By taking a small amount of starter, which contains both, and feeding it a lot of flour (doubling, tripling or even quadrupling the volume), the yeast takes over for a few days.  Then, if you keep feeding it at  least double the volume of flour, you maintain the correct balance.  This is why method #3 worked.  The other two methods did not change the yeast : lactobacilli ratio sufficiently to get the starter back to where I needed it to make bread.

I hope that made sense.

I still haven’t produced a really nice loaf of sourdough, but I have made good progress.  A few things I have learned along the way:

1) Starter is happiest if you feed it daily, or (best) twice daily.  My starter now “doubles” in about 2-3 hours.  I took a couple of pictures but have misplaced my camera.  I will post them when I find it.  It’s quite wonderful to see the starter bubble up and grow to the top of its jar.

2) I need to find a better jar to keep my starter in.  One that is much wider to make extracting it easier.  
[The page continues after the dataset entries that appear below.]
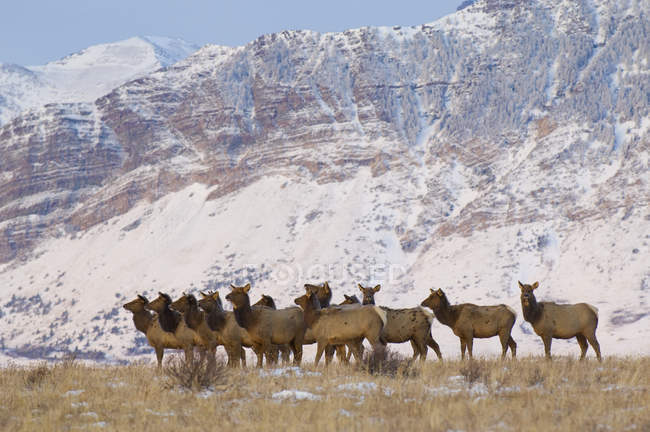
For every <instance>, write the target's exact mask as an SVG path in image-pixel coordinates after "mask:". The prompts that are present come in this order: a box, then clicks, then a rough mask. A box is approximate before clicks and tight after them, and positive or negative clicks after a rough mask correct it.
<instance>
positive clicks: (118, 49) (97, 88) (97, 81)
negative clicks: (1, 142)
mask: <svg viewBox="0 0 650 432" xmlns="http://www.w3.org/2000/svg"><path fill="white" fill-rule="evenodd" d="M197 49H198V47H197V46H195V45H192V44H190V43H188V42H185V41H183V40H180V39H171V38H165V37H155V36H146V37H133V38H130V39H126V40H123V41H119V42H114V43H107V44H100V45H94V46H91V47H88V48H86V49H85V50H83V51H80V52H78V53H75V54H71V55H69V56H67V57H64V58H62V59H60V60H57V61H53V62H50V63H47V64H46V65H42V66H27V67H21V66H17V65H9V64H4V65H2V64H0V125H2V124H5V123H7V122H8V121H9V120H10V119H12V118H14V117H16V116H17V115H18V114H20V113H21V112H23V111H25V110H28V109H33V108H37V107H39V106H43V105H46V104H48V103H53V102H58V103H60V102H91V101H93V100H95V99H97V98H98V97H100V96H103V95H104V94H106V93H108V92H110V91H111V90H113V89H114V88H115V87H117V86H119V85H121V84H124V83H125V82H127V81H129V80H132V79H135V78H138V77H141V76H143V75H146V74H148V73H150V72H153V71H155V70H157V69H160V68H161V67H166V66H169V65H171V64H174V63H176V62H178V61H179V60H182V59H184V58H185V57H187V56H188V55H189V54H191V53H192V52H194V51H196V50H197Z"/></svg>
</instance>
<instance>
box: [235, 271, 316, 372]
mask: <svg viewBox="0 0 650 432" xmlns="http://www.w3.org/2000/svg"><path fill="white" fill-rule="evenodd" d="M230 287H231V289H232V291H231V292H230V293H229V294H228V295H227V296H226V299H227V300H228V301H230V302H231V303H232V305H233V309H234V313H235V319H236V320H237V323H238V324H239V325H240V326H241V327H243V328H245V329H246V331H247V332H248V334H249V335H250V337H251V339H252V342H253V348H254V350H255V352H256V354H257V366H258V367H262V355H263V353H265V352H267V351H268V350H269V348H271V345H273V344H275V345H282V344H289V346H290V347H291V350H292V351H293V363H294V364H295V365H300V362H301V360H302V341H303V338H304V336H305V321H304V318H303V313H302V311H301V310H300V308H296V307H292V308H287V309H279V310H273V309H269V308H252V307H251V305H250V298H249V297H248V292H249V291H250V288H251V286H250V284H247V285H246V286H243V287H236V286H234V285H230Z"/></svg>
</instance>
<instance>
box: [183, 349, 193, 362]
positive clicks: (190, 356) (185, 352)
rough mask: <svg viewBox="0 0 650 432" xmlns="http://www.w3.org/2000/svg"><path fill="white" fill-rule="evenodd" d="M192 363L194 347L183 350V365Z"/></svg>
mask: <svg viewBox="0 0 650 432" xmlns="http://www.w3.org/2000/svg"><path fill="white" fill-rule="evenodd" d="M193 361H194V347H193V346H190V347H189V348H185V363H187V364H188V365H189V364H192V362H193Z"/></svg>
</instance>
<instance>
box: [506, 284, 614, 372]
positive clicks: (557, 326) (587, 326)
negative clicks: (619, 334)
mask: <svg viewBox="0 0 650 432" xmlns="http://www.w3.org/2000/svg"><path fill="white" fill-rule="evenodd" d="M517 282H518V283H519V288H520V289H521V309H522V311H523V313H524V320H526V321H528V322H529V323H530V324H531V325H532V326H533V330H535V333H536V334H537V335H538V336H540V337H541V338H542V342H544V353H545V354H546V358H547V359H548V360H550V359H551V342H552V340H553V338H555V339H571V338H572V337H575V338H576V339H577V340H578V345H580V350H581V351H582V353H581V355H580V360H584V358H585V356H586V354H587V350H588V349H589V345H587V342H589V343H590V344H591V346H592V348H593V349H594V351H595V352H596V357H597V358H598V361H602V359H601V357H600V344H599V343H598V340H597V339H596V327H598V309H596V308H595V307H594V306H592V305H590V304H587V303H577V304H557V303H554V302H537V299H536V298H535V294H534V293H533V291H534V290H536V289H537V287H539V282H535V283H534V284H532V285H528V284H526V285H524V284H522V283H521V282H519V281H517Z"/></svg>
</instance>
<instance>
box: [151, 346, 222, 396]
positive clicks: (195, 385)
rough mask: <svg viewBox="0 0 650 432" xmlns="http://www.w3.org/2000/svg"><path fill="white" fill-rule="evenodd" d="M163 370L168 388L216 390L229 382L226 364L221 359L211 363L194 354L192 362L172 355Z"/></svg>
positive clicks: (169, 388) (194, 389) (172, 388)
mask: <svg viewBox="0 0 650 432" xmlns="http://www.w3.org/2000/svg"><path fill="white" fill-rule="evenodd" d="M163 372H164V374H165V376H166V377H167V382H166V384H165V387H166V388H168V389H173V388H181V389H183V390H189V391H202V390H216V389H218V388H221V387H223V386H225V385H226V384H227V382H228V369H227V367H226V365H225V364H224V363H223V362H222V361H219V360H217V361H216V362H213V364H212V365H210V364H208V361H207V360H206V359H205V358H203V357H202V356H194V359H193V360H192V361H191V362H190V363H186V362H185V359H184V358H181V356H178V355H176V356H171V357H170V359H169V360H168V361H167V363H166V365H165V366H164V368H163Z"/></svg>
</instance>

3) The more sour you want your bread, the less flour you add to the starter (i.e. keep the starter to flour ratio high) and the longer you let the bread ferment before baking.  

4) My bread is still not browning.  Some research on the internet suggests that pale bread means that it has been over “proofed”, or allowed to sit out too long before you bake it.  I am on day two of making a batch today so will try baking it after just a couple of hours of proofing tomorrow.  I tend to forget about my bread and then bake it after its been sitting out for 3-4 hours or even longer.  Apparently that could be the problem!

5) I found a couple of more great bread website:  Sourdough Home, which has a lot of great technical info on caring for your starter, among other things.  And BreadCetera, which has this great post on how best to hand mix your dough, complete with video for visual instruction!

Ok, back to grading…


One Response

  1. Nearly eighteen months later, thank you for the clear and detailed discussion on reviving starter! Very helpful, and I appreciate the mildly technical explanation – there does seem to be quite a lot of obfuscation being written on this topic.